Here, I'll just start at the beginning and go on at random: ‘Setting the seal on NZ poetry' recalls RAK Mason's famous dumping of his first book, yet again off the wharf but this time presided over by a seal who quotes the man himself, bringing us a healthy whiff of future fame (or possibly of the Cheshire Cat). Read it, because I can't quote it without ruining the story.
‘Suburban nature morte' is metaphysical, and it's turtles all the way down, as they say in metaphysics: three someones are vividly pictured but too self-involved to notice much, all the way down to the third someone who "performs

his yoga on his patio in tigers
and panthers yoked with flowers
on his Dionysian dressing gown
which is open to interpretation.

‘A translation of one of the sonnets of the importunate' presents a great array of flaunted styles that reads like colonisation on fast forward:

They brought those fêted seals in bells and hats
and leis by fated sails from ocean bowers
with cargo load of sated foals and gold
crew of fetid souls -

‘people are like flowers/they last for hours' sounds so sweet on first reading. ‘Whose say-so says so?' reminds us that a good word-dancer can throw out a hard truth and be safely around the corner before we do a double-take.

‘Of the nature of nature' is the centre of the section called ‘Peripety' (which can mean, in the phrase Edmond uses to end the preceding poem, the" sudden moment of not having").
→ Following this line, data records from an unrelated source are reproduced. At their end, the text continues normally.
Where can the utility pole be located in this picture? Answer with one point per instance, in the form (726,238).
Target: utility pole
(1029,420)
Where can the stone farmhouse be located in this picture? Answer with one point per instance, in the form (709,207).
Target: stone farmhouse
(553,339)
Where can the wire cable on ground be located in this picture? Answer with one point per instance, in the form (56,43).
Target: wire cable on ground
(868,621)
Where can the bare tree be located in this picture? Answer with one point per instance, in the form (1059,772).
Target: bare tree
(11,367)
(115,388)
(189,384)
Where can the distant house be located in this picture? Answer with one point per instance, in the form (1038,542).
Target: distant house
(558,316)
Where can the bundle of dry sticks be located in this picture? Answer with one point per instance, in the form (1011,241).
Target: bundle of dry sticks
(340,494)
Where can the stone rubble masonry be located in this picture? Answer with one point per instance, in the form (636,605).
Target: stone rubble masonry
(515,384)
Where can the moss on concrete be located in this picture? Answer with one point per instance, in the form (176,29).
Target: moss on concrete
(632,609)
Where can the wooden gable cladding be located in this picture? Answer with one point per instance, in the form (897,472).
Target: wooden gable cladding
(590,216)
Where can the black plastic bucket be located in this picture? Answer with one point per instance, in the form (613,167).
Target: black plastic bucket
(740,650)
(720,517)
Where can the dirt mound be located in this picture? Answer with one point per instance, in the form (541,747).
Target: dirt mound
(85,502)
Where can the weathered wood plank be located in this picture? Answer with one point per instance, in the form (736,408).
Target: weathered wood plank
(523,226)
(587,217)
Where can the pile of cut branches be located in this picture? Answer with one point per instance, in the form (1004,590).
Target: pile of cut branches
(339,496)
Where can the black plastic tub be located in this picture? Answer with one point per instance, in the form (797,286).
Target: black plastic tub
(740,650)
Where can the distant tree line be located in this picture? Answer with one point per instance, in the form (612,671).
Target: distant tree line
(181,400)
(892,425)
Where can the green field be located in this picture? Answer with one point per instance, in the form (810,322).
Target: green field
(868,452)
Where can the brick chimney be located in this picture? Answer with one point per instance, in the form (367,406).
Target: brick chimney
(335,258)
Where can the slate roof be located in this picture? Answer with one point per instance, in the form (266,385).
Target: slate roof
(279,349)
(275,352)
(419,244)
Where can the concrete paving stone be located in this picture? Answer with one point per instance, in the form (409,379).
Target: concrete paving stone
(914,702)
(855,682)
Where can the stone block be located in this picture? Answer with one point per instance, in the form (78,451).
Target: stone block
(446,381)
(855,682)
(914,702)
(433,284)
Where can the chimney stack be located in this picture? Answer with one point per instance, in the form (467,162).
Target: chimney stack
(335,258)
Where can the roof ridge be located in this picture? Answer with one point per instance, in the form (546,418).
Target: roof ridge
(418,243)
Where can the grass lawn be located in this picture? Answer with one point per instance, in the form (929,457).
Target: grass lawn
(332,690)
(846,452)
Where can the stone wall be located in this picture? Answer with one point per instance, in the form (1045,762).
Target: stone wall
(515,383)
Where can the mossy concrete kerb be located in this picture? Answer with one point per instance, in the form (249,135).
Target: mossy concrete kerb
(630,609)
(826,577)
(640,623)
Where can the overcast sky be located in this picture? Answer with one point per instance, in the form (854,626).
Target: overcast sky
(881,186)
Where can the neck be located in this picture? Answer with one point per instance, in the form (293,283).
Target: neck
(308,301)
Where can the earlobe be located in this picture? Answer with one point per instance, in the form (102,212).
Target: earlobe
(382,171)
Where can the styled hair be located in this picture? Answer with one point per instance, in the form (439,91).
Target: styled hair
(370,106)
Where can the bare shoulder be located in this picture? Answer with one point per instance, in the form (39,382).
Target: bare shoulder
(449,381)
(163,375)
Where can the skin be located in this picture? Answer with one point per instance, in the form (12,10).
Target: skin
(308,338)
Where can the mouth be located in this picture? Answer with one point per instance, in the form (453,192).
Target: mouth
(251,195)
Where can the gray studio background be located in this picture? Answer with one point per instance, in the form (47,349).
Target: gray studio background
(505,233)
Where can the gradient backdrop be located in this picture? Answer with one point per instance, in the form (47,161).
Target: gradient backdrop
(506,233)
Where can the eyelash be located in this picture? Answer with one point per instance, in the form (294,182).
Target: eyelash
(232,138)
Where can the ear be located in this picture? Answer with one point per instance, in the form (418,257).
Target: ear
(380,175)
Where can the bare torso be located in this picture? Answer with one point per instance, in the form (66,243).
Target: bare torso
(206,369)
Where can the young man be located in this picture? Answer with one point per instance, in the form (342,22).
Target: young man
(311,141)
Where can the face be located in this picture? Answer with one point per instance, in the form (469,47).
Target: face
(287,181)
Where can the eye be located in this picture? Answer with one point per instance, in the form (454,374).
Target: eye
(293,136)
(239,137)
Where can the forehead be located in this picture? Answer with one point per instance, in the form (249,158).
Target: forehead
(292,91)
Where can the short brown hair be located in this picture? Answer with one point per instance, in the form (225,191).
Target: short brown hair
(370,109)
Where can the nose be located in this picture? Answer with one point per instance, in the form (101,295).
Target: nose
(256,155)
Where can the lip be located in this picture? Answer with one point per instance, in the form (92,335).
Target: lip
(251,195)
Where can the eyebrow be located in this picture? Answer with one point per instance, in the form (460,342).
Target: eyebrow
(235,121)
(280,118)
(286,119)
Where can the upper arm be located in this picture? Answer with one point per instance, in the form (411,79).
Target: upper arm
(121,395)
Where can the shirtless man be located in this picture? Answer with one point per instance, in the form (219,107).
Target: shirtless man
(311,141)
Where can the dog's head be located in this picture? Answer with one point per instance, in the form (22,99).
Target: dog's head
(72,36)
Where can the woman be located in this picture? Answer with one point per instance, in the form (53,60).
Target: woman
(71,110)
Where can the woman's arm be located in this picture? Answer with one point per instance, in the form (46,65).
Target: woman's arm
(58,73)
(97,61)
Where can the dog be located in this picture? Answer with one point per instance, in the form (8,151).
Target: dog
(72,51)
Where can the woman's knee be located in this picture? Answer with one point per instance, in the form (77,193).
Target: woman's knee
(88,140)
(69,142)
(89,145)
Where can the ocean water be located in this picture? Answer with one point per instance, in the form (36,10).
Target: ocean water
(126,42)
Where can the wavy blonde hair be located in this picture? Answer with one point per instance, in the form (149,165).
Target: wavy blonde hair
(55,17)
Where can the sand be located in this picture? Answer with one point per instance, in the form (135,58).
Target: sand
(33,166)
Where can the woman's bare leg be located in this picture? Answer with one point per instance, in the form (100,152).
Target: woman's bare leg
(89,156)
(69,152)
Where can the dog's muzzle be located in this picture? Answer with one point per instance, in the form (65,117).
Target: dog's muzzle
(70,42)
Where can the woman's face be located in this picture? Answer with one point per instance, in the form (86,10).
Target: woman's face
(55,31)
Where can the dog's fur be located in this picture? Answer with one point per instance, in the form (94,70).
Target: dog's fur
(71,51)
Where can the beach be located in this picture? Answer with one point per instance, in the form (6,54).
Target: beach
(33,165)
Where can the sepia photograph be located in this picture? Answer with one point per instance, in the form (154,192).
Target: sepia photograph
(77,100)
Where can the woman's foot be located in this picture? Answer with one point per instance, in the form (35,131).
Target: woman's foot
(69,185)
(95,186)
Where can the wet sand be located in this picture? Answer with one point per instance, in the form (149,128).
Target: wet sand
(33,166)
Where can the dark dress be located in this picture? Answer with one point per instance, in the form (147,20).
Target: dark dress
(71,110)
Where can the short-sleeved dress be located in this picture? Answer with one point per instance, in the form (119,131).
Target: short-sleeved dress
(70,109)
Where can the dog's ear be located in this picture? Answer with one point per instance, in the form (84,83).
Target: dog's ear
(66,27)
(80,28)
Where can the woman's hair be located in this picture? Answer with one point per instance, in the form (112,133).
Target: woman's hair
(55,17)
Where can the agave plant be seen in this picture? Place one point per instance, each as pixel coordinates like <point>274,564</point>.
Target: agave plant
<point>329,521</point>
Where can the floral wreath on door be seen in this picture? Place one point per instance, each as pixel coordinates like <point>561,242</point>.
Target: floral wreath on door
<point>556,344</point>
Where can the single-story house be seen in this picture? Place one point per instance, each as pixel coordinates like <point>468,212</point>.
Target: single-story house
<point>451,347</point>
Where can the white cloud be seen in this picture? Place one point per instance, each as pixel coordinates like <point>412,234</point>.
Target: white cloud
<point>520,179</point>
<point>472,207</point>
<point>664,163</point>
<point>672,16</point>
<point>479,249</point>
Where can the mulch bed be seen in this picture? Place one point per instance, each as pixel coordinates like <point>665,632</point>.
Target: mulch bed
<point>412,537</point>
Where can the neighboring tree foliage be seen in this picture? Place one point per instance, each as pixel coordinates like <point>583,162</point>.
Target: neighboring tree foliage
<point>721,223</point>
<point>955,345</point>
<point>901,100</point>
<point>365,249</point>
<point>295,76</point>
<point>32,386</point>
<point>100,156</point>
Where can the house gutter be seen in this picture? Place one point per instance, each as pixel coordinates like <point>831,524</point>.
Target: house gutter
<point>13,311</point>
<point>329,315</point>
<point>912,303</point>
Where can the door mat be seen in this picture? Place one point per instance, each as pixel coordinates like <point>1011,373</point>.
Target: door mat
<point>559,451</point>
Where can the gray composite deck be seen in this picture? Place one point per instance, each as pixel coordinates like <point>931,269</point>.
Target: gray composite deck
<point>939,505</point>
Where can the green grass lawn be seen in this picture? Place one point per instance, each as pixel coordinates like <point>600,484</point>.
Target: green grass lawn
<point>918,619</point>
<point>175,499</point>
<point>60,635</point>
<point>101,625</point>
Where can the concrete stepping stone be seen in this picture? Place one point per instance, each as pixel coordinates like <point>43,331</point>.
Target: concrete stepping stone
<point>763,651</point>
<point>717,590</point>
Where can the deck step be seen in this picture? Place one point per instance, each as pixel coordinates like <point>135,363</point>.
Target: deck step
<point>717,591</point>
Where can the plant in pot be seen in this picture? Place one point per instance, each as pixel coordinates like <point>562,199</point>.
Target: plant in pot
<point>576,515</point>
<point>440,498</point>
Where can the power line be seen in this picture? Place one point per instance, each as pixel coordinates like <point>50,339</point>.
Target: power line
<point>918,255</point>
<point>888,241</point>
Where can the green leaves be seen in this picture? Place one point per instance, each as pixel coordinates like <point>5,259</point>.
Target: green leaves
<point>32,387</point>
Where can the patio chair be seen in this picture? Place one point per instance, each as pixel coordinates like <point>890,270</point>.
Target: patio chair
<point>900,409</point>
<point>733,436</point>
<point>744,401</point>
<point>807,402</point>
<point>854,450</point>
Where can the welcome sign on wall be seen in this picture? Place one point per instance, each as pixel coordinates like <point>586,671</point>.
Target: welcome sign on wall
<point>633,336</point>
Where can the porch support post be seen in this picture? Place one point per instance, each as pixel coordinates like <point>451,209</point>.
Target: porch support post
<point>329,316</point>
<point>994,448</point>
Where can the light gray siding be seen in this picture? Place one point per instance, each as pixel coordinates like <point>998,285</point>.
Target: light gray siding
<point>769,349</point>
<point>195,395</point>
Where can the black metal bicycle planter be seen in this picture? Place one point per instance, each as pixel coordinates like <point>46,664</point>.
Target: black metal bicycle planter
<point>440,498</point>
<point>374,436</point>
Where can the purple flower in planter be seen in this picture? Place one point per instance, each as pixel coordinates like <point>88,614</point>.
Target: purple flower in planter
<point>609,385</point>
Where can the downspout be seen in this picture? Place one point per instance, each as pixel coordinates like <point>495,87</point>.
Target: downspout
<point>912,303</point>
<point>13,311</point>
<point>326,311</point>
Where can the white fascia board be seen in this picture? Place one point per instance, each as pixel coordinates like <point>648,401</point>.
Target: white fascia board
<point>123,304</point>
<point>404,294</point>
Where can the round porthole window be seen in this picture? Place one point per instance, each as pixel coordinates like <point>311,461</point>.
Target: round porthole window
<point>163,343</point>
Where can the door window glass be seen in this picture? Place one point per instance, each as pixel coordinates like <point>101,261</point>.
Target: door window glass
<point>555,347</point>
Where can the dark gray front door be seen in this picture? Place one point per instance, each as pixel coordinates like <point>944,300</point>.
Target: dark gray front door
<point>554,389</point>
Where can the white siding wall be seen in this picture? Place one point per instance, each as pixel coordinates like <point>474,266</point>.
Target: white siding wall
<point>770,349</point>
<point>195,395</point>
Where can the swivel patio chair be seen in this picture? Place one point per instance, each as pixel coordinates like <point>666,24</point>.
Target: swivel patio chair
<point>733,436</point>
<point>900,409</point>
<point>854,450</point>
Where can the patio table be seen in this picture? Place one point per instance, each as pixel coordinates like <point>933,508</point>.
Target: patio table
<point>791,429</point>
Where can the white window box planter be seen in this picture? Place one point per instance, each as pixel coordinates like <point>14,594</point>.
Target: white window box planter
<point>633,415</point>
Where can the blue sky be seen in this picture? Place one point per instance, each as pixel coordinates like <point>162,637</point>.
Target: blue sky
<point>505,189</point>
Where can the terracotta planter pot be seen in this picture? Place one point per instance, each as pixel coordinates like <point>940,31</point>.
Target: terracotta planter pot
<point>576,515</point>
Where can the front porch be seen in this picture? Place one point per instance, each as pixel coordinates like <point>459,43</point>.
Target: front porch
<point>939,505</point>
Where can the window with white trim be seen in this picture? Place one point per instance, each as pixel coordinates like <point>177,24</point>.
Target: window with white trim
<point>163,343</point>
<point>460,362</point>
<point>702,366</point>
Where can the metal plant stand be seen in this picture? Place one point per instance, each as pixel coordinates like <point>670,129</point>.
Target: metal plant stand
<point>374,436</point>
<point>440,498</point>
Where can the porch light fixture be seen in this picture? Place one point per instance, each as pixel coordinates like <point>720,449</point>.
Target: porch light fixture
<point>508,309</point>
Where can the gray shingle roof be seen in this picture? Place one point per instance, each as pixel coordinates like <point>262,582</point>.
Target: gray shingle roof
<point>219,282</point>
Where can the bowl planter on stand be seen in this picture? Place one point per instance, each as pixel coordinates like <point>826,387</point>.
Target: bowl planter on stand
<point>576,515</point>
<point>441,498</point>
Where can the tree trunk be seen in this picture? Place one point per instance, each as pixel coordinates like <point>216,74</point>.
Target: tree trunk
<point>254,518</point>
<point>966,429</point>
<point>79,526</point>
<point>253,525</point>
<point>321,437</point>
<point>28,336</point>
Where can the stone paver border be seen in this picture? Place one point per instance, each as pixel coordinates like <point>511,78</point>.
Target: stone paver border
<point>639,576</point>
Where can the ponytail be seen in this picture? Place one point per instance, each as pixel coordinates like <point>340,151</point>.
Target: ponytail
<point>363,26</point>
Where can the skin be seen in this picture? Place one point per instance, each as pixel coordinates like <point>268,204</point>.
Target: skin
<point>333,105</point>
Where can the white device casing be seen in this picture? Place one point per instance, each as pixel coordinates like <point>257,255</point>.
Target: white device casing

When you are in the middle of climbing through the looking-glass, which side are you on?

She looks at me and I look back
and she thinks I am not who I am
but I am

and then,

I can't be nobody can I
if I've become someone else so many times
more like a proliferation

We may go back and forth, but things are never again the same after we have crossed the middle once. ‘The last caravanserai' - written in the style of the grand old Duke of York, up and down again, with one word different - points us toward "the feathered camels of poetry", who are on the move. Coming and going with the camels is, I think, a more appealing prospect than lying planked out on some wharf quoting RAK Mason.

And speaking of quoting, these comments gives fewer quotes than considered par for the course. The poems are so well constructed that I found it very difficult to take bits out - far better to just go and read the book. It's worth every word.